Wells Fargo has decided to allow some customers to keep their personal lines of credit, partially reversing a controversial decision after a month of outrage from consumers and advocates.
The bank last month decided to shut down all of its existing personal lines of credit, which Wells Fargo noted could hurt customers’ credit scores. A spokeswoman for the bank said Wells Fargo changed its mind … sorta.
“We heard feedback from our customers and that feedback is very important to us,” the spokeswoman said. “We are responding by ensuring customers can keep these lines of credit open.”
Only customers who have been using their lines of credit can continue to maintain them, the bank said. Wells Fargo customers who haven’t borrowed against their credit lines over the past 12 months have to call the bank or use their line or credit to maintain it. Other inactive customers’ accounts will be closed on December 2. CNBC first reported the news.
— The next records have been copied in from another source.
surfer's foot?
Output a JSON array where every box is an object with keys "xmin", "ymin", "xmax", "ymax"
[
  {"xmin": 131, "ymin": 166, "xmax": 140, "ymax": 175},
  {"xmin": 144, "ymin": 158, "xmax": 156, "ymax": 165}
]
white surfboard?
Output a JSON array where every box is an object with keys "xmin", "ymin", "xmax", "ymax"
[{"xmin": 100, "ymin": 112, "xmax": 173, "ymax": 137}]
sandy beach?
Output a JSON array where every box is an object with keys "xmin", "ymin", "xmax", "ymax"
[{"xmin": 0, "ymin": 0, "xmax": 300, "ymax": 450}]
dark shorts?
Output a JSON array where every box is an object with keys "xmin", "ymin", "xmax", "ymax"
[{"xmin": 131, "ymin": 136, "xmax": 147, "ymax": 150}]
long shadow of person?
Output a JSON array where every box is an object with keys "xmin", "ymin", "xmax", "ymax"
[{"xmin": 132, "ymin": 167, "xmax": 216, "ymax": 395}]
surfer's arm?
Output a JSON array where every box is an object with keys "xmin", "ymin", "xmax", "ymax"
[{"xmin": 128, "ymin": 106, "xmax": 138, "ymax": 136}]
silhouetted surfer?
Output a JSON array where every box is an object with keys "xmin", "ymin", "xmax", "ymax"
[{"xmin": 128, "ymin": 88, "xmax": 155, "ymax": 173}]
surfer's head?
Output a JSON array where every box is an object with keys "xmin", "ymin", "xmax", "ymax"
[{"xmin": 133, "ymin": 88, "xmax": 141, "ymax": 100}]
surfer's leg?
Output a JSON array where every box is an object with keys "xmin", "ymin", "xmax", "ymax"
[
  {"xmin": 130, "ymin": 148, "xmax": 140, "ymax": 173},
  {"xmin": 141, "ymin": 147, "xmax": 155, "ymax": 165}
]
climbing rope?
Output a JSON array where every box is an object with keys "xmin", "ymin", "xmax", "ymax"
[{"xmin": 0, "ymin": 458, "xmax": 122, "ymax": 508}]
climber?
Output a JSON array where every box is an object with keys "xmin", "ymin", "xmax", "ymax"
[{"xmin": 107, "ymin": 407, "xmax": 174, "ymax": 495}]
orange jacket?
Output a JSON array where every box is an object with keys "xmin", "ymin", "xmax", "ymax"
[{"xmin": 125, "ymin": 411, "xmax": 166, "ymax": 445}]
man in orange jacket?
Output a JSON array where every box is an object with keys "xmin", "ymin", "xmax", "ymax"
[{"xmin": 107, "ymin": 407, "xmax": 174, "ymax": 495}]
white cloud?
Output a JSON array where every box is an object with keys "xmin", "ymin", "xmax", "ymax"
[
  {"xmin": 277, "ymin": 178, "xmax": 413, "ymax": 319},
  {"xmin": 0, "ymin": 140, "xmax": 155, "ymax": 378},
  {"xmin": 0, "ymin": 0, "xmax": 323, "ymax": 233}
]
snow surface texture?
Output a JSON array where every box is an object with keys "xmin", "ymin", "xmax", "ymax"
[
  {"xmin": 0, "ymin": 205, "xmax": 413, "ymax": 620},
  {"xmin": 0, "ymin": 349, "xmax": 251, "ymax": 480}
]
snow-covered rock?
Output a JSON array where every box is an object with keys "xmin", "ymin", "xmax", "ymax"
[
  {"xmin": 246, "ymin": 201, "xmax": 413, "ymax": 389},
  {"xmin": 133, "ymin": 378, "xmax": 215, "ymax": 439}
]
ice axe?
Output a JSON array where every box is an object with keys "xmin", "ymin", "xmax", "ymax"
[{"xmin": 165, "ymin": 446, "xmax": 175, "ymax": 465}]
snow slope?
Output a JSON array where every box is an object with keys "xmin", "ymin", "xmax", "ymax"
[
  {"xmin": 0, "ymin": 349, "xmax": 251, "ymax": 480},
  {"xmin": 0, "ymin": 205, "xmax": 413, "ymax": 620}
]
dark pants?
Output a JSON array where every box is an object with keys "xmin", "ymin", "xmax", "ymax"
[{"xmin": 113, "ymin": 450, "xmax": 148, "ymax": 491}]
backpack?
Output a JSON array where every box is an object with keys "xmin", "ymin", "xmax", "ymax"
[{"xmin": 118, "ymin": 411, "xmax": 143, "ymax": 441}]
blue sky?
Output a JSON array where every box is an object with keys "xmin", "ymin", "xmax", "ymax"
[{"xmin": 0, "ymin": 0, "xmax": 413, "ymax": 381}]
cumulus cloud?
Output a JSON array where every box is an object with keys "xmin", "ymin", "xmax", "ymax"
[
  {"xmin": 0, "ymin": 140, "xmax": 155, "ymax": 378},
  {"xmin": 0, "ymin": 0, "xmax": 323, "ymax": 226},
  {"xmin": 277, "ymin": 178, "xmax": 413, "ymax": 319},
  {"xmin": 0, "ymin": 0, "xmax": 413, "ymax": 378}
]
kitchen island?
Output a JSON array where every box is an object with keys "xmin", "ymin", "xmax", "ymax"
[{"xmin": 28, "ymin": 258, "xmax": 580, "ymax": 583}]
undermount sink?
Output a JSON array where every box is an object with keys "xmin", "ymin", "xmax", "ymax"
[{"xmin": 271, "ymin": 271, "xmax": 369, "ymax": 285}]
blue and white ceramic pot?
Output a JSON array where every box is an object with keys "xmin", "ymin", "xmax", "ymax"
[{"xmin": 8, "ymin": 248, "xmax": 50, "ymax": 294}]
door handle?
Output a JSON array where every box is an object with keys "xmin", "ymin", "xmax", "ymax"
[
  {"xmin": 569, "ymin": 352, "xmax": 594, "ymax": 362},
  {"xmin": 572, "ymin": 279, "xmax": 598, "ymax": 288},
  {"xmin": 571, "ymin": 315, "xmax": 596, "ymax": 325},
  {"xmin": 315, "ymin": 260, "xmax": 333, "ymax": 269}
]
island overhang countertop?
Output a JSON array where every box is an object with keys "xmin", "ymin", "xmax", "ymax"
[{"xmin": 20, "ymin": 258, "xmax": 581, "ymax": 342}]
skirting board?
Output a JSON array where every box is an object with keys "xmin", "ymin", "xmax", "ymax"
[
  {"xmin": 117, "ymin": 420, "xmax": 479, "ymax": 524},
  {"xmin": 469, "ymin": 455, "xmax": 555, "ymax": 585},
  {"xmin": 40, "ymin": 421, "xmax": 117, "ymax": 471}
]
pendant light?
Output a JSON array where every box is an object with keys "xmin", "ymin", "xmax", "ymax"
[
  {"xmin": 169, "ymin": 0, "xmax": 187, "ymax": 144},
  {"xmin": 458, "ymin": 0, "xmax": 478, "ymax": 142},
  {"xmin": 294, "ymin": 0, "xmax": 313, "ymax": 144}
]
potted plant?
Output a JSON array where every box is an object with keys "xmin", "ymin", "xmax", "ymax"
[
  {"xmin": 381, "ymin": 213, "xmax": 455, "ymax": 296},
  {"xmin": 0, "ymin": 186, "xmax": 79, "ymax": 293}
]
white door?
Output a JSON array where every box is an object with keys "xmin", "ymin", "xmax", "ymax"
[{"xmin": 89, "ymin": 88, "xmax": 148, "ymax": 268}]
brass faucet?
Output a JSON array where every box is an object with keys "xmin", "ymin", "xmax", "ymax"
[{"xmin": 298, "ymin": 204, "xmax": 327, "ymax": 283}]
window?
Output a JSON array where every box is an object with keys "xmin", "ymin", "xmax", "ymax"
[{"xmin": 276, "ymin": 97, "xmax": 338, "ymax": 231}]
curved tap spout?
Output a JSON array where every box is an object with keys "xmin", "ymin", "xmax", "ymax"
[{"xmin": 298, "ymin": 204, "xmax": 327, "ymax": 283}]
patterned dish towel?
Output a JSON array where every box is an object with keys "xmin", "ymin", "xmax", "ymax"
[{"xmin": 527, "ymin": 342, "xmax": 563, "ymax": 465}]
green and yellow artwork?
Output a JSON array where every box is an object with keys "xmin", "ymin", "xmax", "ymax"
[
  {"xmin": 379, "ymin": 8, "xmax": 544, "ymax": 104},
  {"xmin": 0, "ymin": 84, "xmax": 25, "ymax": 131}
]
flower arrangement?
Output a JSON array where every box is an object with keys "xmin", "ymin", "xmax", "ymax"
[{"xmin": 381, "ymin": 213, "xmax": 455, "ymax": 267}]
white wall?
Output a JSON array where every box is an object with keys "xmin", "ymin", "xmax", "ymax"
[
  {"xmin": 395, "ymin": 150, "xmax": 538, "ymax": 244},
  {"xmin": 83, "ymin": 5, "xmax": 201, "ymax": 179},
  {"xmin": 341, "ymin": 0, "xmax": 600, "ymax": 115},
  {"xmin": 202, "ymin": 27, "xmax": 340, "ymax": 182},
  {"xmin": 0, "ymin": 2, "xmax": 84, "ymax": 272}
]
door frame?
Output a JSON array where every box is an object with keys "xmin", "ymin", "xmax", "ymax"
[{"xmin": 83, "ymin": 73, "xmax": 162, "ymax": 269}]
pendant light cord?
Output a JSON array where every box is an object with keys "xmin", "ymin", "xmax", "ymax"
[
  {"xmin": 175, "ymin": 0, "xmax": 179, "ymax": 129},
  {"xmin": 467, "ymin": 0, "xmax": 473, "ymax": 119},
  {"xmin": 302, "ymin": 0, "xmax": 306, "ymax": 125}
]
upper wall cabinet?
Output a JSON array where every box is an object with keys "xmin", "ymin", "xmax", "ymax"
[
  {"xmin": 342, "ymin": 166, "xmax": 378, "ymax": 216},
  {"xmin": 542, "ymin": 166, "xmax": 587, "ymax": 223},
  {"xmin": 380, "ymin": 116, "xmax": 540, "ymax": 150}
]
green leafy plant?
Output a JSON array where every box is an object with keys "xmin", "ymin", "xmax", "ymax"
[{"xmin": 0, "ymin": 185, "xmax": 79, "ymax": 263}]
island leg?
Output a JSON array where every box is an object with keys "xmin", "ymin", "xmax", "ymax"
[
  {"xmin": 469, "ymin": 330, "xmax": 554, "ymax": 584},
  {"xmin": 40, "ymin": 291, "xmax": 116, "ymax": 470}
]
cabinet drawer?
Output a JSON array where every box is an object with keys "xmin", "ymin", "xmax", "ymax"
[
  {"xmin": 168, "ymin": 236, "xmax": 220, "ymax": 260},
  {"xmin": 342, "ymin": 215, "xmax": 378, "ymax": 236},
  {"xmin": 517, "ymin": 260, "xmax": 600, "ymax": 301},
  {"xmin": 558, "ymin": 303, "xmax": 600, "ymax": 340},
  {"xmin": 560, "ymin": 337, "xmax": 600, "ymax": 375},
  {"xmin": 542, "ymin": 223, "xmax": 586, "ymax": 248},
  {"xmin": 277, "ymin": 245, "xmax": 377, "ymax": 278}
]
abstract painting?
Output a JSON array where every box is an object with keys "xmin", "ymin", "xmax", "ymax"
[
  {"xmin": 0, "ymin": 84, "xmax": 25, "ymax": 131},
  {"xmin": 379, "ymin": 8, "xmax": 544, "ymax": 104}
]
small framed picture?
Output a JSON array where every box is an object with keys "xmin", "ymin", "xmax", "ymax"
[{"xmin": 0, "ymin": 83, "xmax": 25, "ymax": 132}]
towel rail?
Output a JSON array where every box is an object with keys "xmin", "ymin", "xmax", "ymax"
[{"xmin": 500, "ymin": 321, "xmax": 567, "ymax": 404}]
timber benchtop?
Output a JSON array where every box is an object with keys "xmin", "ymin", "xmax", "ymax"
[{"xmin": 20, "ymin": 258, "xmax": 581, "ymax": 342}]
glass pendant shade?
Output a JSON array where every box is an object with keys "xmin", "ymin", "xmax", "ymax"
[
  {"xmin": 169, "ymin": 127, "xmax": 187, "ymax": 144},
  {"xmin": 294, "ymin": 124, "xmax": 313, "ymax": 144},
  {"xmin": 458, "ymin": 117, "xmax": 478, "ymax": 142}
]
Wells Fargo said last month it had decided to shut the lines of credit as part of a strategic review. The bank determined that other lending products better served customers, and it stopped opening new lines of credit for customers in May 2020.
Lines of credit are a popular way for customers to get loans for big purchases, such as home renovations. They can also help customers consolidate credit card debt at a lower rate. Wells Fargo had offered customers credit lines of up to $100,000, CNBC reported. The bank started notifying existing customers a month ago that it had planned to close those credit lines.
Losing access to that line of credit could be damaging to customers’ credit scores, since closed accounts and the total amount of credit factor into consumers’ credit history.
The news was met with ire on social media. Wells Fargo was trending last month following CNBC’s initial report, with consumer advocates, including Senator Elizabeth Warren, expressing outrage.
The news comes more than four years after a scandal erupted in which the bank admitted to opening millions of fake accounts, as well as forcing customers to pay for unneeded auto insurance or charging unnecessary mortgage fees. The Federal Reserve called it “widespread customer abuse,” and in 2018 the central bank imposed a cap on Wells Fargo’s assets — essentially barring the it from increasing its balance sheet until it addresses the compliance failures that led to the scandal.